Vocabulaire

 
 
 
     

 

Vocabulaire des pilleurs de tombes

par Brigitte Duzan, 27 décembre 2015

 

Les autorités chinoises estiment à quelque cent mille le nombre de pilleurs de tombes au large dans le pays, qui alimentent un marché noir d’antiquités au grand dam des archéologues.

 

Un tel nombre a créé une sous-culture avec son vocabulaire propre, que l’on retrouve dans les romans populaires dits daomu xiaoshuo (盗墓小说), les romans de pilleurs de tombes.

 

Le principe de base est d’abord d’adopter un profil bas en noyant sous des termes anodins des conduites illicites et des objets dérobés. Un précieux rouleau, calligraphie ou peinture, est un « papier » (纸儿 zhǐr), des jades inestimables sont des « pierres » (石头 shítou).

 

Comme dans tout langage et dialecte populaire, les expressions sont très souvent imagées et pleines d’humour. Les pilleurs de tombes désignent leur activité par le terme dǎodòu (倒斗), c’est-à-dire « vider la louche », parce qu’un tertre funéraire a la forme d’une louche à l’envers.

 

Quant aux cadavres, ils peuvent être dans divers états de décomposition. Ils sont généralement désignés du terme zòngzi (粽子), ces beignets de riz gluant farcis enveloppés – embaumés - dans des feuilles de bambou. S’ils sont

 

Un zòngzi

totalement desséchés, et qu’il ne reste plus guère que les os, on a des gàn zòngzi  (干粽子) ; mais, quel que soit l’état du squelette, s’ils portent des parures de prix, ils deviennent alors des ròu zòngzi (肉粽子), des cadavres « bien en chair ».  

 

Un gànzòngzi

 

Mais les plus effrayants, et à évite à tout prix, sont les dà zòngzi (大粽子), les grands zongzi, grands tout simplement, sans doute, parce qu’on est trop terrifié pour trouver un autre mot - ce sont les cadavres revenus à la vie, ou ceux qui ne sont pas vraiment morts, des jiāngshī (僵尸) en quête de sang… et de ce souffle de vie qui leur manque tant : yáng (阳气). Alors mō dào dà zòngzi (摸到大粽子) équivaut à rencontrer un zombie : tomber sur un os, en quelque sorte…

 

Le pilleur qui creuse une ouverture dans une tombe dit qu’il « ouvre la coque de la montagne » fēn shānjiǎ (分山甲). Et s’il fracasse l’entrée, il « déverrouille la porte du tertre » jiě qiūmén (解丘门).

 

Parmi ses outils indispensables : la pelle de Luoyang Luòyáng chǎn (洛阳铲). Cylindre en forme de U, C’est un outil archéologique qui permet de faire un trou étroit mais profond afin de sonder la terre pour voir ce qu’elle recèle. Elle a été inventée par un pilleur de tombes de Luoyang en 1923. Ça s’achète en ligne, le manche est démontable pour pouvoir la transporter plus facilement, et c’est made in China…

 

Très souvent, il est le descendant d’une famille de pilleurs de tombe dont il a hérité des secrets :

shānshàng bānchái shānxià shāohuǒ 山上搬柴山下烧火 il a ramassé le bois dans la montagne et allumé un feu au pied.

 

La pelle de Luoyang

 

Et ce qui lui a été transmis, en particulier, c’est le mantra du bon petit pilleur de tombes, qui se décline en quatre caractères : wàng wén wèn qiè 望闻问切 soit : observer, sentir, demander, aller droit au but.

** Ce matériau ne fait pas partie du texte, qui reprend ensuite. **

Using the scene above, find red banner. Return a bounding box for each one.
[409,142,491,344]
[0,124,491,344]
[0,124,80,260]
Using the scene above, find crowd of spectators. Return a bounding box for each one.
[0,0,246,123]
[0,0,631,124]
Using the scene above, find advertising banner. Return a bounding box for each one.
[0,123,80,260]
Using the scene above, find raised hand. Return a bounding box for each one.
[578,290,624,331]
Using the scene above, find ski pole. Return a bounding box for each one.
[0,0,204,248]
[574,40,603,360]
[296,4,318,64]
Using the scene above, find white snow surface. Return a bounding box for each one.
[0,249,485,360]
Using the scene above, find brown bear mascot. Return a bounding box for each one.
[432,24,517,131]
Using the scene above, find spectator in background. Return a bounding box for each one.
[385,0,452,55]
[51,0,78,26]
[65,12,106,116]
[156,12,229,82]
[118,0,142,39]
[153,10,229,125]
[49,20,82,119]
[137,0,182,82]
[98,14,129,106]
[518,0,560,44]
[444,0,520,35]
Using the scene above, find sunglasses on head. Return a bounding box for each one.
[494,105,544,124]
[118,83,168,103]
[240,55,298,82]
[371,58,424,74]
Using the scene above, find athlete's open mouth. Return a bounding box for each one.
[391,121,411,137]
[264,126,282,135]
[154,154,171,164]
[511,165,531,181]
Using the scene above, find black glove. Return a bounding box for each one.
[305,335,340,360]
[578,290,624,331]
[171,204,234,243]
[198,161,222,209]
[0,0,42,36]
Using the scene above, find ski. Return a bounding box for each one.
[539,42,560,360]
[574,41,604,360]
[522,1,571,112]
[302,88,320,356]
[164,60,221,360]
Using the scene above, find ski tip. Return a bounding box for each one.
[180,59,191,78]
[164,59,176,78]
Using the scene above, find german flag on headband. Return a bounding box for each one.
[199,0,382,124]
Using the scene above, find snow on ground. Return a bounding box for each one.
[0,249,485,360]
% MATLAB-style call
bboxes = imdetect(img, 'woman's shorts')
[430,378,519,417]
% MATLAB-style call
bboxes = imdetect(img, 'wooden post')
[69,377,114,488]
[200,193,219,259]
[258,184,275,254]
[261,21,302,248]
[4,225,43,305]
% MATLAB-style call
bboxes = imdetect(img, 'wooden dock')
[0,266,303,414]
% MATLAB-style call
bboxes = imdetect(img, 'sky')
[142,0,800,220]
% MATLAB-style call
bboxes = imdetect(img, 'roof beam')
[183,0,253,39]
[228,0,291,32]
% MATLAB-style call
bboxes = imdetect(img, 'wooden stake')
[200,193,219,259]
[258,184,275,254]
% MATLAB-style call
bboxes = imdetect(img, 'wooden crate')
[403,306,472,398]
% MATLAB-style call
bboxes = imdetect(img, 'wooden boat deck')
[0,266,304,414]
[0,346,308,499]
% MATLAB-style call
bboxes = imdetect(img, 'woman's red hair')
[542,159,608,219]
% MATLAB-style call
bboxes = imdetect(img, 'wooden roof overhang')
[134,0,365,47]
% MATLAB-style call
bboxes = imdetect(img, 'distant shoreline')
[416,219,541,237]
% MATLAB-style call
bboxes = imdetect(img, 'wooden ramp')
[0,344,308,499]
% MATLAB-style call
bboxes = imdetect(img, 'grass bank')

- wàng : les tombes étant toujours situées dans des endroits auspicieux, déterminés par un maître de fengshui, il s’agit de déterminer de la même manière des localisations probables de tombes, en examinant les propriétés du terrain ;

- wén  : utiliser son odorat pour déceler en surface la senteur particulière d’une tombe, et ses caractéristiques, en particulier si elle a déjà été pillée ; les meilleurs de la profession sont capables ainsi, dit-on, de savoir tout de suite s’ils ont affaire à une tombe Han ou Tang…

- wèn : il est utile d’interroger les gens, surtout les personnes âgées, qui peuvent détenir des informations sur l’existence de tombes dans leur proximité, et surtout si elles valent la peine d’être pillées ;

- qiè : et enfin, art suprême, quand on a trouvé une tombe, il s’agit de trouver le chemin le plus court pour accéder à la chambre funéraire et à ses trésors, puis, une fois le cercueil ouvert, déterminer au coup d’œil les objets les plus intéressants, tout en décelant ceux cachés dans les orifices du corps (des pièces de jade dans la bouche des femmes, par exemple).